As Dehlbom and Slegers prepared to leave the lake, Dehlbom got a call from her husband.
It had been an earthquake. It had rattled his shop so vigorously he had stepped outside. Dehlbom checked her phone, discovering the 5.9-magnitude shaker had originated near Port Alsworth.
All it had done on the Keen-Eye Trail an hour ago had been to knock the snow off a few trees and raise a few curiosities. Once again, the refuge had been a refuge, and that’s what Dehlbom and Slegers were celebrating.
The Kenai National Wildlife Refuge held a series of self-led snowshoe walks Tuesday for the winter solstice as part of the celebration of its 80th anniversary. The nearly 2 million-acre refuge, then the Kenai National Moose Range, was established Dec. 16, 1941.

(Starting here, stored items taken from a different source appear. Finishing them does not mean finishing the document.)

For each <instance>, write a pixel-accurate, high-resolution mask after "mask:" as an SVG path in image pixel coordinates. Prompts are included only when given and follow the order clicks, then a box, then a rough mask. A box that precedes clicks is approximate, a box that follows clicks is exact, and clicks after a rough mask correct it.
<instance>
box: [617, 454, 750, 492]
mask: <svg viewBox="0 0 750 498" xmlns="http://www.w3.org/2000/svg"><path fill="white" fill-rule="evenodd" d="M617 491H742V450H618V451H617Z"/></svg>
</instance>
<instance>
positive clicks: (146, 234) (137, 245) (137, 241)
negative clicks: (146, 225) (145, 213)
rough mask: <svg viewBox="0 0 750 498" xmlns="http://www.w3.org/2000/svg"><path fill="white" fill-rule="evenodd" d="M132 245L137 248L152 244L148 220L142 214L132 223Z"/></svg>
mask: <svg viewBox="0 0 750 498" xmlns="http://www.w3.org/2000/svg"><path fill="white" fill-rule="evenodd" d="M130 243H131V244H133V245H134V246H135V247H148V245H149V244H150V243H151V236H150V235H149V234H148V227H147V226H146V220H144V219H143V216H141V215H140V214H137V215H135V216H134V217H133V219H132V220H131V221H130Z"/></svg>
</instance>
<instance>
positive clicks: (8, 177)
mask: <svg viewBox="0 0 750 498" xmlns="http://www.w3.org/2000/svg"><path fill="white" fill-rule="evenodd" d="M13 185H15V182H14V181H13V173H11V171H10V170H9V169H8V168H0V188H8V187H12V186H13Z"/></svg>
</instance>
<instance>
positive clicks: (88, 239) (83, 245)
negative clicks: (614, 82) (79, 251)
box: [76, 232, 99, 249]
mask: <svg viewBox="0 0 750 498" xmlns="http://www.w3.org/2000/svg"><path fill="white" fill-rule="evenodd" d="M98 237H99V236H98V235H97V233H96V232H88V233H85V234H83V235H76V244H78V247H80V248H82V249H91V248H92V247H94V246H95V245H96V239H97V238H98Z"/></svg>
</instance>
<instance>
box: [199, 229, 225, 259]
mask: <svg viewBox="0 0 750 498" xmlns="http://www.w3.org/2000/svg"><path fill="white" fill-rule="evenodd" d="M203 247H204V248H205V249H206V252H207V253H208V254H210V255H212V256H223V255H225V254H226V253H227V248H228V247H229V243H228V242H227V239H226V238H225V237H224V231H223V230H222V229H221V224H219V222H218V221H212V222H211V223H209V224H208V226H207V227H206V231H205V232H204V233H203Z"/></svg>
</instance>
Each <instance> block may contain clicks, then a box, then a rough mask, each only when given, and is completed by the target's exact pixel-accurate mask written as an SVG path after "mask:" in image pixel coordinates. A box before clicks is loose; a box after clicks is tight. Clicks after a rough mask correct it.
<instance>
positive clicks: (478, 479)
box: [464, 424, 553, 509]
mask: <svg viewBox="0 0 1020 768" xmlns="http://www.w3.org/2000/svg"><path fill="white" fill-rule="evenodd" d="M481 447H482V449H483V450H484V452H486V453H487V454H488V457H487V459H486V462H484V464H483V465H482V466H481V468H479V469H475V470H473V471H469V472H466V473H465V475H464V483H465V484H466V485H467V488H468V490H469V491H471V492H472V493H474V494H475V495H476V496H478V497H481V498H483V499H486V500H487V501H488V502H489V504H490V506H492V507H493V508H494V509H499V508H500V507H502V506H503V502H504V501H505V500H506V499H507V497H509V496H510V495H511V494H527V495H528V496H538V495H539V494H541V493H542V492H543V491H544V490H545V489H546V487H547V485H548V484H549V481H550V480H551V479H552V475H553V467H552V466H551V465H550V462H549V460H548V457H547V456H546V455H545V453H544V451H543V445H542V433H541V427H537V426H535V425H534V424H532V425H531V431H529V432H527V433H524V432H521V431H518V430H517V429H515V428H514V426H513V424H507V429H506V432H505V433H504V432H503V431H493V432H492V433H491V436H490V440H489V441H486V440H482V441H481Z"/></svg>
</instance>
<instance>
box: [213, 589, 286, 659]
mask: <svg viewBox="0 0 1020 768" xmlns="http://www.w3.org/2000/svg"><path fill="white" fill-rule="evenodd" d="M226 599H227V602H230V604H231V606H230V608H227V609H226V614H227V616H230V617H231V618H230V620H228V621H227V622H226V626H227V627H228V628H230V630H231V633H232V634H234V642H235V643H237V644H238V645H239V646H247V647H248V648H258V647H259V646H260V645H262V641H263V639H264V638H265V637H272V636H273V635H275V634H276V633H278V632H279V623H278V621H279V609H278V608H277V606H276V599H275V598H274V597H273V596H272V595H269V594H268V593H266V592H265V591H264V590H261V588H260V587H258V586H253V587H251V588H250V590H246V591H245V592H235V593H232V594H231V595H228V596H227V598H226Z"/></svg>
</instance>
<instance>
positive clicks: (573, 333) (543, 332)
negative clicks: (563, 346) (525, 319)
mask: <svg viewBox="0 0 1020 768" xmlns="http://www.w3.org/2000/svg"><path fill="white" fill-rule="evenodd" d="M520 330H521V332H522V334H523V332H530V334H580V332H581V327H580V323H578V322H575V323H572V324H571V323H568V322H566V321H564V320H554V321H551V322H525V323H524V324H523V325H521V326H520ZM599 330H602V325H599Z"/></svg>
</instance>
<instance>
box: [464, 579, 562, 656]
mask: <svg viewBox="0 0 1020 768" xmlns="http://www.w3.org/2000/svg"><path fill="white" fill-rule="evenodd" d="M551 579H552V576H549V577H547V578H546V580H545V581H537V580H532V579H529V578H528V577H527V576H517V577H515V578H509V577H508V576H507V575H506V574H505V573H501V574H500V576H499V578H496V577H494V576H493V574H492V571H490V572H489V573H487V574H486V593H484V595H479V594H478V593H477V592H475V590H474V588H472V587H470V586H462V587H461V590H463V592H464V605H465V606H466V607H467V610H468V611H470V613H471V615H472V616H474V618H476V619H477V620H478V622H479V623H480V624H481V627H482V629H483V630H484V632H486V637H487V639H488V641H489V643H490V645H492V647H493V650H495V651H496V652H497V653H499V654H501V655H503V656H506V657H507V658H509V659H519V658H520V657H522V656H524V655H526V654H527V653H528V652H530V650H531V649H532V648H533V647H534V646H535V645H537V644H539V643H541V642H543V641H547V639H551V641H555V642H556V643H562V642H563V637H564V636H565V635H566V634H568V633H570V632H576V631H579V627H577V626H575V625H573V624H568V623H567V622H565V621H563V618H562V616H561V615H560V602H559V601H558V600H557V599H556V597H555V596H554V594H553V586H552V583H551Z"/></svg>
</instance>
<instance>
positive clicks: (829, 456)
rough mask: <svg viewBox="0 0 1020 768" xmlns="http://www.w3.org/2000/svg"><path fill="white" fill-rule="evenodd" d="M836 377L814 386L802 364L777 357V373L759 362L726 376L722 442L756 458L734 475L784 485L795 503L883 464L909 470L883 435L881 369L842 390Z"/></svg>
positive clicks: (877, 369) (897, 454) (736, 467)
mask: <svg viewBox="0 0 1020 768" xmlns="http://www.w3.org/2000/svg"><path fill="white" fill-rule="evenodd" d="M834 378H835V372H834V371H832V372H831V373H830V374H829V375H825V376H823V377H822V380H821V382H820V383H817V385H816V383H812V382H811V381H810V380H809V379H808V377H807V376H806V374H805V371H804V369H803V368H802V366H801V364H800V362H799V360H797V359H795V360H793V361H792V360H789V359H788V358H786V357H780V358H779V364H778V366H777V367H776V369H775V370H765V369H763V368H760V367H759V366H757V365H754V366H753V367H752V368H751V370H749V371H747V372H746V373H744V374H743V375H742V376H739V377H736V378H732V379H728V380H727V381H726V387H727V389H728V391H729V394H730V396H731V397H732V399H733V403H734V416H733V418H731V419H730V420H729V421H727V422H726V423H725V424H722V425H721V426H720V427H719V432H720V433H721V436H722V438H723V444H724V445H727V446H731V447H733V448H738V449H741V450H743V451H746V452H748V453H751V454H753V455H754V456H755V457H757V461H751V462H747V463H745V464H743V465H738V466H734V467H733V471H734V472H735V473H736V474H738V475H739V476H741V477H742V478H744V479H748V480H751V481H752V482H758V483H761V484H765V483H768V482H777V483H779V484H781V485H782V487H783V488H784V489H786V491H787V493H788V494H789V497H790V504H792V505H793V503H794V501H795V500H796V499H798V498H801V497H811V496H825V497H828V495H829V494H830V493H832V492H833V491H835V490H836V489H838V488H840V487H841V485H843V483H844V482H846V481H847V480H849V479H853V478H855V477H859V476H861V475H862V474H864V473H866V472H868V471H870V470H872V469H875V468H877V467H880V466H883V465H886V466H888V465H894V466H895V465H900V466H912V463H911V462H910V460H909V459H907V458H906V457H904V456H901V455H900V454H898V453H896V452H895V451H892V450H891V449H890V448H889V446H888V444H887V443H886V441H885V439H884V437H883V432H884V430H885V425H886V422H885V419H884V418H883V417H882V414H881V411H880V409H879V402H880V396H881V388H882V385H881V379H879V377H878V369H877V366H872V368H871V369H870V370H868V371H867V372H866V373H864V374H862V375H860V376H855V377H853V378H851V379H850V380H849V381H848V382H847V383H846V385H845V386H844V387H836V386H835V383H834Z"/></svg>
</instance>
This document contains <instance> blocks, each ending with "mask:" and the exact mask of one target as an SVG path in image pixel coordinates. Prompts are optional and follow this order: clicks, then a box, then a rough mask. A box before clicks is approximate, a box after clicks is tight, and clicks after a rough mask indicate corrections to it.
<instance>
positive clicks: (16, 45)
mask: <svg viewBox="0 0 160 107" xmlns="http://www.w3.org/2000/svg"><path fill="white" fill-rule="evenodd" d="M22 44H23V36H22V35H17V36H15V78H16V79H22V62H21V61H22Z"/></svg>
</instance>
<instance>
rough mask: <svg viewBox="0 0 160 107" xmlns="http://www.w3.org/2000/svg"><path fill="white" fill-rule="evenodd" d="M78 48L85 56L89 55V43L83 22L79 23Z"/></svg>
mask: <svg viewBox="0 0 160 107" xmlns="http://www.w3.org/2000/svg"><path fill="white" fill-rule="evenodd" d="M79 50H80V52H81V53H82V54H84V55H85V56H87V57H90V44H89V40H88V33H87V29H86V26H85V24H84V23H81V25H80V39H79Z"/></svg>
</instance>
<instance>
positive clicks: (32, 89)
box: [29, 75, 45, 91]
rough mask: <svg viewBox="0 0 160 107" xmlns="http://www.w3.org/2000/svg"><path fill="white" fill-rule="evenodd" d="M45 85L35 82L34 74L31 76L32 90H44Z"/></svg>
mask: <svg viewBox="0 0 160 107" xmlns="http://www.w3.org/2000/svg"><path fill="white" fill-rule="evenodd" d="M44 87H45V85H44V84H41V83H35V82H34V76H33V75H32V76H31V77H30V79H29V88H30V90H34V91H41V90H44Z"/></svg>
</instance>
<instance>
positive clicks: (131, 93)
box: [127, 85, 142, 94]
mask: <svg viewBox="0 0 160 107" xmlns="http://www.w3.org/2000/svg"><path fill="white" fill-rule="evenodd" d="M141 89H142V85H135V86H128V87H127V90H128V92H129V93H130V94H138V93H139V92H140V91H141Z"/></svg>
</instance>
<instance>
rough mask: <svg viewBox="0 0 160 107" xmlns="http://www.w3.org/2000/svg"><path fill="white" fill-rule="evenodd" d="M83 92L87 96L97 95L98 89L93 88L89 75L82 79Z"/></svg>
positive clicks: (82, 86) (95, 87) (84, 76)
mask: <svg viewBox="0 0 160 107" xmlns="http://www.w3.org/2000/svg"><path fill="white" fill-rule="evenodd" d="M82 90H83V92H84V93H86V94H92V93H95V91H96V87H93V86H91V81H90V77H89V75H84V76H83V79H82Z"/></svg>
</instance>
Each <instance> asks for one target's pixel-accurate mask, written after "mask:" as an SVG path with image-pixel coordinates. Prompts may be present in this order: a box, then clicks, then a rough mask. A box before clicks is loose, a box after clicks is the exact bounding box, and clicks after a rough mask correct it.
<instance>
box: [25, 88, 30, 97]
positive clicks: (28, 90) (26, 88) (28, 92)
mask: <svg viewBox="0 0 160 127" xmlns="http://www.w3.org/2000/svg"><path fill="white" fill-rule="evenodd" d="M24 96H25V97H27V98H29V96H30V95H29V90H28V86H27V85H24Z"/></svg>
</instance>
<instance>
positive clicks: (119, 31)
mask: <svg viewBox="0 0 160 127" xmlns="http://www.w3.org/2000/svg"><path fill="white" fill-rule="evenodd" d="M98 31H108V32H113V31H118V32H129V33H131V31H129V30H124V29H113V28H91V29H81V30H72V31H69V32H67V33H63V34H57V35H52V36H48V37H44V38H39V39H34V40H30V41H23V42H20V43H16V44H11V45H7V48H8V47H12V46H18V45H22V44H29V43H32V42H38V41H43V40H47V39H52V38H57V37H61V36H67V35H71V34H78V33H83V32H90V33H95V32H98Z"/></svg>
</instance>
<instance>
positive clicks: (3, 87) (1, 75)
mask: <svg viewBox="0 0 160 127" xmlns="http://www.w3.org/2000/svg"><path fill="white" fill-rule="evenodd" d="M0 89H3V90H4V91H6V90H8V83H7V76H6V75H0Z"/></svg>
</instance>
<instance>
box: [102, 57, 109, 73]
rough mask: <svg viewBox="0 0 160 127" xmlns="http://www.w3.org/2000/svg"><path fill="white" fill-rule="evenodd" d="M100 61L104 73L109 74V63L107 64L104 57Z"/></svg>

The 4 p.m. walk that was lit by ice and paper luminaries was by far the most popular, with 11 reserving snowshoes. The 11 a.m. walk did not draw anybody, while Dehlbom and Slegers did the 1:30 p.m. walk.
Dehlbom, who has lived in the area since 1982, had seen the event on Facebook and seized the chance to spend time with her granddaughter in the refuge.
“I used to be a school secretary and organize the trips out here for the kids,” Dehlbom said. “I thought it was a great opportunity to introduce kids to taking care of the environment and seeing what’s out here rather than sitting inside and being on computer games.”
Dehlbom’s attitude toward the refuge has clearly rubbed off on Slegers, a fourth grader at Soldotna Elementary. Slegers said she’s not the type to sit indoors and play computer games. She recoiled when asked if her grandmother had dragged her out to snowshoe.
“Dragged me out here?” she said. “I love to go.”
Slegers showed it by kicking up pristine powder on the lake, freezing her gloves solid while still somehow managing to report warm hands, and investigating overflow that was 6 inches in some spots.
“That’s definitely not solid,” she said after sloughing off a large chunk of ice into a pool of slush.
“We’re just thankful to be healthy and outdoors,” Dehlbom said.
Amber Kraxberger-Linson, a park ranger, said attitudes like that are the exact reason the refuge held the Tuesday event, which also gave snowshoers the opportunity to take in the latest StoryWalk, the book “On the Shortest Day,” written by Laura Sulentich Fredrickson and illustrated by Laurie Caple. StoryWalk allows trail users to read a book at regular points while walking on the trail — one page at a time.
“With COVID still going on, we’re doing the best we can with having an event that is safe to the public,” Kraxberger-Linson said. “We can really just let people go out and celebrate this area.
“Eighty years of this being Soldotna-Kenai’s backyard is pretty darn special. I’m born and raised in this area, spent some time Outside, and not everybody has this — the things you can do on the refuge.”
Kraxberger-Linson said the refuge is eager to do more to celebrate the 80th anniversary. So far, Tuesday’s snowshoe event is the only happening set in stone due to the uncertainty created by the coronavirus pandemic.